Jasper didn’t answer.
“Did you run?”
“No, I . . . ,” his voice trailed off for a moment. “I ran away after.”
The doctor looked down at the bandages on his legs and nodded. He reached into his white coat and pulled out the necklace Uncle Leo had given him. “This is very special to you.”
Jasper bit his lips and nodded.
The doctor smiled and placed the necklace back into Jasper’s hand.
His mouth fell open. “But the medicine? We can’t pay . . .”
The doctor patted his hand. “When you grow up, young Ogichidaa, you will come back and pay.”
“When I grow up?” Jasper clutched the necklace to his chest.
“When you are old enough to have a fair trade, you will come back. Taking something that does not come to you freely is baataamo—a curse. Remember that.”
“How do you know I’ll come back?”
The doctor chuckled and held up his hands. “I don’t.”
“I will. I promise. I will come back.”
“Good. Promise to live and grow up. That is payment enough for now.” The doctor patted his head and stood to leave.
Jasper opened his hand and looked down at the beaded pendant with its strange symbol. “Doctor?”
“Eya?”
“What does this mean?” he asked pointing to the symbol in the middle.
“It is an old symbol,” he answered. “Nimaamaa. It carries with it a mother’s love.”
Jasper ran his finger over it. He could still feel her lips on his forehead.
“A wise man once said, ‘Every child has many mothers, and every mother has many children.’ Do you understand this?”
Jasper shook his head. He only had one mother, and she was gone.
“The mother that births us, gives us life. For some nimaamaayag, that is all they can give. Even that is a blessing. Do not forget.”
“But,” Jasper protested and then couldn’t find any words to say except, “someone told me it was a wedding necklace.”
The doctor raised his eyebrows. “Manitonaaha weddings are not about jewelry. Farmers know very little of our ways. Most call me a witch doctor.” He wiggled his fingers at Jasper with a broad smile, then headed to the door.

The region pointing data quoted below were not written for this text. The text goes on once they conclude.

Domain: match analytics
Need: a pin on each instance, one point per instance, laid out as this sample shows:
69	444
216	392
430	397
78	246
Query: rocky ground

Jasper stared after him and asked in a tiny voice, “Did you . . . know her?”
The doctor turned back to the small boy on the cot. “Your mother?”
He nodded with pleading eyes, not wanting the doctor to leave.
Dr. Whitebird looked pained for several seconds before he finally answered. “Eya, I knew her.”
“But how . . .”
“No more questions now, Ogichidaa. Save your strength.” With that, he was gone.